Es notorio que toda Carta implica una limitación al poder absoluto del soberano. Concedida la carta con la buena voluntad del Rey, o arrancada por los barones y los clérigos reunidos en el verde prado de Runnymede, de cualquier manera que se lo mire, el acto es siempre una garantía de derechos acordados. En el caso, en todo el documento está implícito que una ley (la carta) está por encima de la autoridad real, que no puede violarla.
Y, el propio Alberdi, siguiendo el derrotero de la historia inglesa, no vacilaba en conceder que, entre los siglos XI y XIV, se dieron las normas que fueron la base del derecho público británico. Las comunidades (los hombres más importantes de los burgos) y los shires fueron convocados en un Parlamento realizado en Londres en 1265, que fue el primer Parlamento representativo de la historia de Inglaterra. Los representantes de las comunidades (o communes) estaban autorizados para acceder o negarse a las demandas de dinero del rey (impuestos) y para exponer ante él y el Consejo los males que deseaban ver corregidos. Fue el origen de la Cámara de los Comunes. Desde ahí en adelante estas asambleas fueron convocadas de manera más frecuente. En realidad, esta modalidad no se basaba en una teoría política: era la propia costumbre transformada en hábito y convertida en norma.
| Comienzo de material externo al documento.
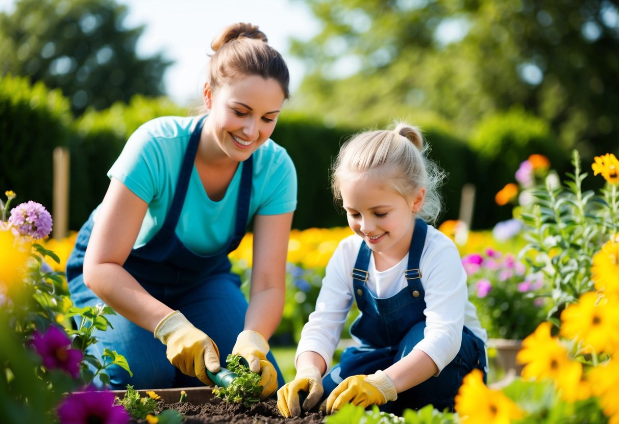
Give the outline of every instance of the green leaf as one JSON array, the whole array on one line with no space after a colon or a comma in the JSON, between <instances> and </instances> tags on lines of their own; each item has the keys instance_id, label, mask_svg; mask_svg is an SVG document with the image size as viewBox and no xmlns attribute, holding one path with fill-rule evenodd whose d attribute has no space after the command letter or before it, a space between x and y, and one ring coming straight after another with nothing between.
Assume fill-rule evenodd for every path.
<instances>
[{"instance_id":1,"label":"green leaf","mask_svg":"<svg viewBox=\"0 0 619 424\"><path fill-rule=\"evenodd\" d=\"M111 360L111 363L115 365L118 365L123 370L126 370L127 372L129 373L130 376L132 377L133 376L133 373L131 372L131 370L129 368L129 364L127 363L127 359L116 350L110 350L110 349L106 348L103 349L103 356L104 357L107 357L110 358Z\"/></svg>"}]
</instances>

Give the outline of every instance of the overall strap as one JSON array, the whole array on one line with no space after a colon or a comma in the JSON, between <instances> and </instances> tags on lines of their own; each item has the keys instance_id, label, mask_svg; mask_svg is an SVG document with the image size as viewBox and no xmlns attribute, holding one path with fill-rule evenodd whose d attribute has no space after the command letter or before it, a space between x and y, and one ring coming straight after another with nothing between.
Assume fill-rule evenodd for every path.
<instances>
[{"instance_id":1,"label":"overall strap","mask_svg":"<svg viewBox=\"0 0 619 424\"><path fill-rule=\"evenodd\" d=\"M251 200L252 177L254 171L254 156L250 156L242 163L241 186L238 190L236 203L236 218L234 235L228 247L228 253L238 247L247 229L247 218L249 214L249 201Z\"/></svg>"},{"instance_id":2,"label":"overall strap","mask_svg":"<svg viewBox=\"0 0 619 424\"><path fill-rule=\"evenodd\" d=\"M197 146L200 142L200 134L202 133L202 128L204 125L206 119L206 116L200 118L200 120L196 124L196 128L194 129L193 132L191 133L187 150L185 151L185 155L183 158L183 163L181 164L181 171L178 175L178 180L176 182L176 187L175 189L172 205L170 206L170 210L165 217L165 221L163 222L163 228L167 229L168 231L171 231L172 233L176 228L178 217L181 215L183 205L185 203L187 187L189 187L189 179L191 177L191 172L193 171L196 153L197 152Z\"/></svg>"},{"instance_id":3,"label":"overall strap","mask_svg":"<svg viewBox=\"0 0 619 424\"><path fill-rule=\"evenodd\" d=\"M370 276L368 267L370 266L370 256L371 254L371 250L365 241L362 241L359 247L359 253L357 255L355 268L352 270L352 276L353 282L357 281L365 284L368 281L368 277Z\"/></svg>"},{"instance_id":4,"label":"overall strap","mask_svg":"<svg viewBox=\"0 0 619 424\"><path fill-rule=\"evenodd\" d=\"M408 269L404 271L404 277L410 282L410 280L422 278L419 269L419 263L425 244L426 234L428 233L428 224L423 219L416 219L413 238L410 240L410 249L409 251Z\"/></svg>"}]
</instances>

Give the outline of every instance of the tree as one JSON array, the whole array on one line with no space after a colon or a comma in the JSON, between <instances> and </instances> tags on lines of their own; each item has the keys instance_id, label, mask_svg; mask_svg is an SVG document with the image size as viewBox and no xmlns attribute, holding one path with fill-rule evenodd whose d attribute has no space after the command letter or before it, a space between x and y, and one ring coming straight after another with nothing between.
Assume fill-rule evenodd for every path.
<instances>
[{"instance_id":1,"label":"tree","mask_svg":"<svg viewBox=\"0 0 619 424\"><path fill-rule=\"evenodd\" d=\"M617 0L308 3L323 29L293 43L308 69L293 106L357 126L431 111L464 135L519 105L584 158L617 149Z\"/></svg>"},{"instance_id":2,"label":"tree","mask_svg":"<svg viewBox=\"0 0 619 424\"><path fill-rule=\"evenodd\" d=\"M115 0L20 0L0 14L0 74L61 88L76 115L135 94L160 95L171 62L137 56L144 28L126 28L126 11Z\"/></svg>"}]
</instances>

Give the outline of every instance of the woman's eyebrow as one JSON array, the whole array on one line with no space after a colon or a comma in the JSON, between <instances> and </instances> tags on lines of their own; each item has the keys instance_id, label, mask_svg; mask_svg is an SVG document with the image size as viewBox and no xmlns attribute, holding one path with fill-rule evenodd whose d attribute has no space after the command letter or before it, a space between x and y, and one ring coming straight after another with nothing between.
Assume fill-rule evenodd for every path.
<instances>
[{"instance_id":1,"label":"woman's eyebrow","mask_svg":"<svg viewBox=\"0 0 619 424\"><path fill-rule=\"evenodd\" d=\"M245 104L245 103L241 103L240 101L233 101L232 103L236 103L236 104L240 104L240 105L241 105L241 106L243 106L243 108L246 108L247 109L249 109L250 111L253 111L253 110L254 110L254 108L251 108L251 107L250 107L250 106L248 106L248 105ZM271 111L271 112L266 112L266 114L265 114L265 115L270 115L270 114L271 114L272 113L279 113L279 112L280 112L280 111L279 111L279 110L277 110L277 111Z\"/></svg>"}]
</instances>

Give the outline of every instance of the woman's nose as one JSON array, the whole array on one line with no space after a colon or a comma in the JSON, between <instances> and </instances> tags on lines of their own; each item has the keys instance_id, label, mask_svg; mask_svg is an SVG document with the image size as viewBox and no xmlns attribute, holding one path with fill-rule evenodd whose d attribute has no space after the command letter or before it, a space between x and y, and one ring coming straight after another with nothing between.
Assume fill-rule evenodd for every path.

Sin embargo, no debe creerse que todo fue, aun en Inglaterra, miel sobre hojuelas. La libertad tuvo períodos vacilantes. Así, el rey Jacobo I, al comenzar el siglo XVII (1608) tuvo una controversia con Edward Coke, quien aseveraba que Dios y la ley estaban por encima de la autoridad del propio rey, lo que, más tarde, no impidió que rodase una cabeza real.
Adelantando el tema, debe decirse aquí que los hombres de la Revolución Americana estaban fuertemente motivados por los escritos de Coke (Coke´s Institutes). En consecuencia, toda constitución, en la inteligencia de Hamilton, debía ser entendida como una limitación a los poderes del gobierno. Pero la interpretación de sus disposiciones correspondía, indefectiblemente, a las Cortes de Justicia. De ahí que el famoso Juez de la Suprema Corte, desde 1801 hasta 1835, John Marshall, solía decir que “la verdadera esencia de la tarea judicial, era determinar la constitucionalidad”.
El siglo XVII marcó todo un hito en la historia política inglesa y, a fines de ese siglo, consumadas las revoluciones que lo caracterizaron, John Locke, el pensador inglés, escribió, en el orden político, su famoso Dos tratados sobre el Gobierno del Gobierno Civil y, en el orden filosófico, su Ensayo sobre el entendimiento humano, obra que inicia otro ciclo y moldea el llamado empirismo inglés de la época moderna.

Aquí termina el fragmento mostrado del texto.